Between April 1994 and December 1999, we attempted to collect blood and single-void urine specimens from a random 3% sample of study enrollees. Details of the bio-specimen collection, processing, and storage procedures have been described previously [22]. If the subject refused to donate blood, then buccal cell samples were requested and collected, if the subject consented. Out of 1,059 female cohort participants contacted for biospecimen donation, blood (n = 514) or buccal cells (n = 164) were collected from 678 subjects, representing a participation rate of 64%. The control group for the present study comprised this subcohort of women free of a history of breast cancer as of December 31, 2007. There were 662 subjects who satisfied these criteria.

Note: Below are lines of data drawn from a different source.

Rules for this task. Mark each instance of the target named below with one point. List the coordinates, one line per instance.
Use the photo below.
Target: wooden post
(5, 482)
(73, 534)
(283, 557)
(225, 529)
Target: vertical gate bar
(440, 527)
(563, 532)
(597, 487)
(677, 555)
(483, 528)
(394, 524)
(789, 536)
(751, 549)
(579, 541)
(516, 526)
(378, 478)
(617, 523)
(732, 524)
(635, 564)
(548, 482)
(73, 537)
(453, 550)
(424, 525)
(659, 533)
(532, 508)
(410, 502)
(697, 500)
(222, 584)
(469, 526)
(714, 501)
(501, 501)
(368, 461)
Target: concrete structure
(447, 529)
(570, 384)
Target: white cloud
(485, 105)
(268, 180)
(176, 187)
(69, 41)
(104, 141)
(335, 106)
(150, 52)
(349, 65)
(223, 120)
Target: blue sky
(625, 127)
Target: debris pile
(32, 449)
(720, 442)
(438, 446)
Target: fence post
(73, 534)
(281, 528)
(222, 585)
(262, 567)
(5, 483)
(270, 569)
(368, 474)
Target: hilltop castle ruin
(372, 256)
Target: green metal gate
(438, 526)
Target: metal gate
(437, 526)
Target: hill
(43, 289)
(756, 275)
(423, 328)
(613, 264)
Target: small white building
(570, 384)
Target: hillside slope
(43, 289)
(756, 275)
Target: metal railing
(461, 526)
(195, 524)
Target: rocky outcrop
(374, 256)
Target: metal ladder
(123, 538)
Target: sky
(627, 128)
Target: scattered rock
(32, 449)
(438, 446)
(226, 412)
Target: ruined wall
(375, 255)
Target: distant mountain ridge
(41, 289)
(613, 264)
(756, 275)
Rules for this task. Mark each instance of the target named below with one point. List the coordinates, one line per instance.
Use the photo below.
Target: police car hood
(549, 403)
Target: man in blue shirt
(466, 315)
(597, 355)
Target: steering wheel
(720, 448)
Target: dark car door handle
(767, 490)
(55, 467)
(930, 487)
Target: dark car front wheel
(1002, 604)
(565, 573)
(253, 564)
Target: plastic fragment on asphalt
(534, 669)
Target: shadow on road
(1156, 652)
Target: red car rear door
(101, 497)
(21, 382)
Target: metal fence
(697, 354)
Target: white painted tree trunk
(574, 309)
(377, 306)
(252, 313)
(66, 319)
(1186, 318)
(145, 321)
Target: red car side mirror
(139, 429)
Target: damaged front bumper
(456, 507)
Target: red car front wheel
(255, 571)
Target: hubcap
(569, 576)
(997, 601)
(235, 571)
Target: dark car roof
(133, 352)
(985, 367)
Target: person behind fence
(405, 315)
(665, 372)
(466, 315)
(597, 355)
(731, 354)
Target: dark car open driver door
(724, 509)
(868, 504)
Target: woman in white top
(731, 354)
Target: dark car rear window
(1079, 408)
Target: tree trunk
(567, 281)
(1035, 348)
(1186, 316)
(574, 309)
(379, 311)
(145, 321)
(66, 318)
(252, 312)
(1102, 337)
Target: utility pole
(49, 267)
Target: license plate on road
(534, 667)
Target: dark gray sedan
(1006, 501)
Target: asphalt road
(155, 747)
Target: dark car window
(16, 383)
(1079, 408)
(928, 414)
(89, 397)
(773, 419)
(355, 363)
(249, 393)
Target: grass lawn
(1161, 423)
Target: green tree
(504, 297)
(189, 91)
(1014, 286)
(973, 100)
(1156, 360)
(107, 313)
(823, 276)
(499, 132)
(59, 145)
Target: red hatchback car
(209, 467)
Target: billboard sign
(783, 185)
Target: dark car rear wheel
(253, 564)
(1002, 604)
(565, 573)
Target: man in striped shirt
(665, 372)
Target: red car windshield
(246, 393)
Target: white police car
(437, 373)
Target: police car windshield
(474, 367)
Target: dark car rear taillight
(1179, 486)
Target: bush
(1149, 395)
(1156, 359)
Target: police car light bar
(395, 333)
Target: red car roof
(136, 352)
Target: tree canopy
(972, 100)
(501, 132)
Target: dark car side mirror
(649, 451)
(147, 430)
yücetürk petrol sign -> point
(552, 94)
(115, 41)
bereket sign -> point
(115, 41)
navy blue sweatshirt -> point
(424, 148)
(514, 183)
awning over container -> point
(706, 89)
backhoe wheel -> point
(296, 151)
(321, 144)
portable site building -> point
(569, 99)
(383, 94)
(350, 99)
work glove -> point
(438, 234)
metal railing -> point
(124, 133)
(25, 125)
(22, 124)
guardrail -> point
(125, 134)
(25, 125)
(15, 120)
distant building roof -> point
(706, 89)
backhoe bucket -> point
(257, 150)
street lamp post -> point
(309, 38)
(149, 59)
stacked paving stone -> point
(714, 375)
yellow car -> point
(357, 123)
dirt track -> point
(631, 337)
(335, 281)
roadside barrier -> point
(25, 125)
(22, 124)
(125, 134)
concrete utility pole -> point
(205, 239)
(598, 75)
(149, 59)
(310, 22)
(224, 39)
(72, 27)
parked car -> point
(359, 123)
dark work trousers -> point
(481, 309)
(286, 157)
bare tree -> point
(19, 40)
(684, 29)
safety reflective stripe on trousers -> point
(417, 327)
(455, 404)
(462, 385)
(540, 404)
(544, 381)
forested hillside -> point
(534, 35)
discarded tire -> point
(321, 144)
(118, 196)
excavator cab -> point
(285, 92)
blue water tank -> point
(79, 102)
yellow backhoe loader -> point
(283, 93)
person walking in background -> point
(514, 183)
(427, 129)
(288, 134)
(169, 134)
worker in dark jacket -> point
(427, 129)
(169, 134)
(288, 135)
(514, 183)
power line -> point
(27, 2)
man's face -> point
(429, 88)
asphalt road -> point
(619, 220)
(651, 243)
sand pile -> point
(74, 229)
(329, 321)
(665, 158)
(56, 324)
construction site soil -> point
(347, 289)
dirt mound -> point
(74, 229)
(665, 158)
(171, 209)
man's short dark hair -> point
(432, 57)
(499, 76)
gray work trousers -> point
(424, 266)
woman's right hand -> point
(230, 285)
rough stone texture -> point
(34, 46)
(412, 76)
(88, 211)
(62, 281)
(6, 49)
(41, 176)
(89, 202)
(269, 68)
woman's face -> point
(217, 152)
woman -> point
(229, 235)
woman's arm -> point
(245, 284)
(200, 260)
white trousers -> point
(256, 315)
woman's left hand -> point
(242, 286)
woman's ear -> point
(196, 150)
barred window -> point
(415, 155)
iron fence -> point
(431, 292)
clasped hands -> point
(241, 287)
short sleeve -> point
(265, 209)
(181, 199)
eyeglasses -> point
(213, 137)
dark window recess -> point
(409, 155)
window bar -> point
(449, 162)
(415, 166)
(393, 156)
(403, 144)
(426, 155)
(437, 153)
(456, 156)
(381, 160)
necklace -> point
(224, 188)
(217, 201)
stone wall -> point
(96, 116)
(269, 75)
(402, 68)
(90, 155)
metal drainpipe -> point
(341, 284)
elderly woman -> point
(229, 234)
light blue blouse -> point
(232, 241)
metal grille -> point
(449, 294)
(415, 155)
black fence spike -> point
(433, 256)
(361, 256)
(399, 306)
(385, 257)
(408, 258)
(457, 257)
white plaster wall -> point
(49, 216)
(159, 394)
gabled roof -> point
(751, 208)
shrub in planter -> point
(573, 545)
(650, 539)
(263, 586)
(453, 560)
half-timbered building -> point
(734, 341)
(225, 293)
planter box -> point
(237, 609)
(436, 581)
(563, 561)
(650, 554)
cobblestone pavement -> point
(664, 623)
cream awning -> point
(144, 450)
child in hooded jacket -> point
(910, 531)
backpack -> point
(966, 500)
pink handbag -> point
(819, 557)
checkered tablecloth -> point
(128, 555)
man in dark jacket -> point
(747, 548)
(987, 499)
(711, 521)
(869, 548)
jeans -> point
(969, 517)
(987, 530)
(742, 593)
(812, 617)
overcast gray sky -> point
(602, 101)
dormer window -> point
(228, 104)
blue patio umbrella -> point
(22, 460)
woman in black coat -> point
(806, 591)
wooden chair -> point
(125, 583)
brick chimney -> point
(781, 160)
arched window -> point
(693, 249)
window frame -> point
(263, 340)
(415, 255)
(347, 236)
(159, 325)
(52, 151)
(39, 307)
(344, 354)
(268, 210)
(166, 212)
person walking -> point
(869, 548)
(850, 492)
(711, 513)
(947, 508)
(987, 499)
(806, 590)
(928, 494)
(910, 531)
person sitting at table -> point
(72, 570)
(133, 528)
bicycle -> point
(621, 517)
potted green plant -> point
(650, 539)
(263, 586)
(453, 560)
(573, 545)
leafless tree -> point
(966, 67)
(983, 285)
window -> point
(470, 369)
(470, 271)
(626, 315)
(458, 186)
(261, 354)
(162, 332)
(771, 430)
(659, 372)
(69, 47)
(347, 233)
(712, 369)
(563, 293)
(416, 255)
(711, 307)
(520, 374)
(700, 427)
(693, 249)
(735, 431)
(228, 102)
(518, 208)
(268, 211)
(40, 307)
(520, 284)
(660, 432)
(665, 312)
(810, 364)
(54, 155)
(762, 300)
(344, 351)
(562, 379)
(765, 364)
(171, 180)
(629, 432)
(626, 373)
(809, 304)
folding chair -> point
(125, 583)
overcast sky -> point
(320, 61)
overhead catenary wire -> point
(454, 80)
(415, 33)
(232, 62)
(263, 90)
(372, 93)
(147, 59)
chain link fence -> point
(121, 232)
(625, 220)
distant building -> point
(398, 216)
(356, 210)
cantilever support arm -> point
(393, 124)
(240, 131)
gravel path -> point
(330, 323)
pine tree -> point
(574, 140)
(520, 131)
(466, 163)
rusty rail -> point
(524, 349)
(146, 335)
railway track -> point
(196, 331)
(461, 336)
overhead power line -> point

We identified incident breast cancer cases occurring within the Singapore Chinese Health Study cohort through the population-based cancer registry in Singapore. The nationwide cancer registry has been in place since 1968 and has been shown to be comprehensive in its recording of cancer cases [23]. As of December 31, 2007, there were 783 incidences of female breast cancer cases in this cohort; among them, 403 cases (51.5%) had also given us blood or buccal specimens for genotyping. Histological and staging information of these 403 breast cancer diagnoses were confirmed by manual review of the pathology reports and clinical charts. Compared with breast cancer patients who donated a blood or buccal sample, those who did not were less educated (37 versus 31% had no formal education). More Cantonese gave biospecimens (55.7%) compared with Hokkiens (44.3%). Those who donated biospecimens also were a few years younger at diagnosis compared to those who did not donate (mean, 61 versus 63 years).
Genotyping methods
The MDM2 SNP309 (rs2279744) and TP53 R72P (rs1042522) polymorphisms were genotyped using the fluorogenic 5′-nuclease assay (TaqMan Assay) [24]. The TaqMan assays were performed using a TaqMan 2X Universal PCR Master Mix (Applied Biosystems, Foster City, CA) according to manufacturer’s instructions. The oligo-nucleotide primers for amplification of the polymorphic region of MDM2 were GC148for (5′-TTCAGGGTAAAG GTCACGGG-3′) and GC148rev (5′-ACTACGCGCAGCG TTCACAC-3′) and for TP53 were GC155for (5′-TCCCC GGACGATATTGAACAA-3′) and GC155rev (5′-GGCCG CCGGTGTAGGA-3′). In addition, the fluorogenic oligo-nucleotide MGB probes used to detect each of the alleles for MDM2 were GC148F (5′-CGCCGCAGCGGCC-3′) labeled with 6-FAM to detect the G allele and GC148 V (5′-CGCCGAAGCGGCC-3′) labeled with VIC to detect the T allele (Applied Biosystems). The MGB probes for TP53 were GC155F (5′-TGCTCCCCGCGTGGC-3′) labeled with 6-FAM to detect the Arg (R) allele and GC155 V (5′-TGCTCCCCCCGTGGC-3′) labeled with VIC to detect the Pro (P) allele. PCR amplification using ~10 ng of genomic DNA was performed in a thermal cycler with an initial step of 95°C for 10 min followed by 50 cycles of 95°C for 25 s and Tm °C for 1 min (Tm = 66 for MDM2 and 60 for TP53). The fluorescence profile of each well was measured in an ABI 7900HT Sequence Detection System and the results analyzed with Sequence Detection Software (Applied Biosystems). Experimental samples were compared with 12 controls to identify the three genotypes at each locus. Any of the samples that were outside the parameters defined by the controls were identified as non-informative and were retested.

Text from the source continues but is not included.